With Budget 2017 Smartphones Price To Increase
The smartphone’s price would likely to go up as the government proposes Union Budget 2017 that levy a special additional duty of 2 percent on a component that accounts for nearly 30 percent of the manufacturing cost of the phones.
It means the handset manufacturers, both the domestic or foreign, would have to pay an additional duty if they import the Printed Circuit Boards (PCB) used in the smartphones.
The decision was announced on Wednesday in the Union Budget for the 2017-18 fiscal, that earlier had put paid to the hopes of a drop in handset prices in alignment with the government’s push towards the digital economy.
As the digital economy encourages the use of the smartphone for just about everything that includes buying goods and services through the e-wallets services.
Naveen Aggarwal, the partner (tax) at KPMG, said that the additional duty would be passed on to the Indian consumer as the country “doesn’t have the capacity to manufacture the PCBs from scratch.”
Industry experts have believed the move could persuade the domestic handset manufacturers to shift themselves from assembling the smartphones in the country with an imported parts to full-time manufacturing.
Mr.Aggarwal has also warned that the country might lose the manufacturing war with countries like Vietnam and Indonesia in the process.
In last year’s budget, the government has levied a 2 percent special duty on the populated PCBs used in the mobile phones, laptops, and in the personal computers.
The proposal has triggered an outrage in the industry, which said that the ecosystem for the local manufacturing of these components was not readily available in India. The duty was rolled back in May 2016 consequently.
Click here for more Latest Technology News
Some analysts felt the latest decision could prove the counter-intuitive to the finance minister Arun Jaitley’s announcement in increasing the allocation of Modified Special Incentive Package Scheme (MSIPS) and the Electronic Development Fund (EDF) to Rs 745 crore.
Aimed at promoting an electronic manufacturing, MSIPS provides a capital subsidy of 20 percent in the SEZs (Special Economic Zone) and 25 per cent in non-SEZs, in the form of reimbursement of excise for the capital equipment. For high-capital investment projects, it provides for the repayment of central taxes and duties.
EDF was created to develop the electronics system design and manufacturing (ESDM) sector to achieve a “net zero imports” by 2020.
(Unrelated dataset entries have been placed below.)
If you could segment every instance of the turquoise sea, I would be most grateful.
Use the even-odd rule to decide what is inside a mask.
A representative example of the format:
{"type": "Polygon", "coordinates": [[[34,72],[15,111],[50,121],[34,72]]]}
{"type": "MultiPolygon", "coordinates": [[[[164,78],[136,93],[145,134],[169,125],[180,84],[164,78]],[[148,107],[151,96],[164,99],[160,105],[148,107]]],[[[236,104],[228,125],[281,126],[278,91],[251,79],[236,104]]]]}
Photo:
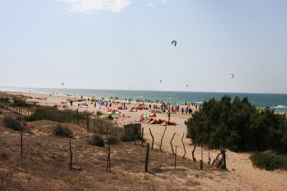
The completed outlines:
{"type": "Polygon", "coordinates": [[[225,94],[231,96],[231,101],[238,95],[242,99],[247,96],[249,101],[256,106],[259,106],[260,109],[266,106],[278,112],[287,113],[287,94],[261,94],[245,93],[228,93],[224,92],[177,92],[140,90],[94,90],[92,89],[64,89],[51,88],[35,88],[13,87],[0,87],[0,91],[26,92],[64,94],[68,94],[75,96],[83,96],[96,98],[102,97],[108,99],[110,97],[117,97],[121,99],[133,98],[133,101],[137,99],[154,101],[162,100],[164,103],[171,102],[182,104],[187,103],[195,102],[198,105],[202,104],[205,101],[208,101],[214,97],[219,100],[220,98],[225,94]],[[177,97],[181,97],[178,99],[177,97]]]}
It is more like the “fund of funds” to participate in the professionally managed “daughter funds” which in turn would provide capital risk to the companies that develop new technologies in the area of information technology (IT), electronics, and nano-electronics. The EDF would attract a venture fund, seed funds, and angel funds towards the R&D and innovation in the specified areas.
Parv Sharma, the research associate at Counterpoint Research, said that India being the fastest growing smartphone market in the world, the government’s latest move with the budget would not be active since India doesn’t have the “fabrication units” to produce those components.
The industries were expecting for the government to pass a phased manufacturing plan, which includes the expansion of a differential duty structure to include five more elements and to make the transition easier for the handset makers.
“But imposing a SAD on PCB which could not be done here was a counter-intuitive. It means that the announcement of an extra allocation under MSIPS and EDF might not help after all,” a top industry leader said.
The government has also applied a differential duty structure to attract the foreign handset and component makers to start the actual manufacturing in the country. Under the structure, if a manufacturer assembles the phones locally, then it just pays a 1 percent duty, instead of the 12.5 percent on a phone that was imported.
There was also a tax differential on headsets, battery, and adapter. If a handset maker buys all the three from the domestic companies, then it pays only 2 percent, instead of 12.5 percent when imported.